A high-order and fast scheme with variable time steps for the time-fractional Black-Scholes equation

TL;DR

This paper develops a high-order, efficient numerical scheme with variable time steps for the time-fractional Black-Scholes equation, addressing initial singularities and achieving high accuracy in both time and space.

Contribution

It introduces a novel finite difference scheme using nonuniform Alikhanov formula and SOE technique for improved efficiency and accuracy in solving the time-fractional Black-Scholes equation.

Findings

The scheme is stable and convergent with second-order in time and fourth-order in space.

Numerical experiments confirm the theoretical accuracy and efficiency.
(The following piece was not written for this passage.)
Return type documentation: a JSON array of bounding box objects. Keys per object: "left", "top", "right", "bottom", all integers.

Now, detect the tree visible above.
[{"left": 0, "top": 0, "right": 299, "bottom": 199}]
The method effectively handles initial singularities in solutions.

Abstract

In this paper, a high-order and fast numerical method is investigated for the time-fractional Black-Scholes equation. In order to deal with the typical weak initial singularities of the solution, we construct a finite difference scheme with variable time steps, where the fractional derivative is approximated by the nonuniform Alikhanov formula and the sum-of-exponentials (SOE) technique. In the spatial direction, an average approximation with fourth-order accuracy is employed. The stability and the convergence with second-order in time and fourth-order in space of the proposed scheme are religiously derived by the energy method. Numerical examples are given to demonstrate the theoretical statement.